Here’s his explanation of “the engine powering the Financial Crisis Observatory”:
“We are using a concept that looks at the financial markets as fundamentally unstable, like Hyman Minsky famously said in his financial instability hypothesis…and we are essentially pushing this idea further by developing an operational implementation looking at the market as having trenchant phases—pockets of predictability—where it may accelerate for a while and then change its regime… We have developed a methodology called the log-periodic power law singularity method or formula that we calibrate on different time windows at multiple scales…to indeed identify these times when there is a non-sustainable market regime or deviation from efficient markets…that is the core of what is the engine powering the Financial Crisis Observatory.”
How It Works
There are essentially two dimensions to the supercomputer’s analysis, Sornette stated.
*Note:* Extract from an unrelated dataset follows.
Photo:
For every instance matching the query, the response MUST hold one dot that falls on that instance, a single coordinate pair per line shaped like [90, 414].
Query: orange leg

One dimension is technical, performing a daily scan on 25,000 assets for bubble-like characteristics (faster than exponential price behavior up or down), and the other is fundamental, simultaneously ranking them according to their valuation (high or low).
By combining these two dimensions—a value and a bubble score—assets are categorized into four quadrants that each have their own trading strategy: trend-following buyers, contrarian sellers, trend-following sellers, and contrarian buyers.
Conditions Right Now
This month, we’re seeing an abnormally large number of stocks in quadrant two, Sornette noted. These are stocks with strong positive bubbles, accelerating to the upside, but value score fundamentals are weakening.
Currently, Apple, Amazon, Tesla, and a long list of other familiar names fall into this category, according to their May report.
That being said, Sornette cautions investors against using their screen as an automatic buy or sell list for trading but more as a jumping off point for further research on what you hold or may want to hold.
“Don’t use it as a God-given, error-free method,” Sornette noted. “We are dealing with an extremely complex system…which is the result of many conflicting forces,” including central bank interventions, he said.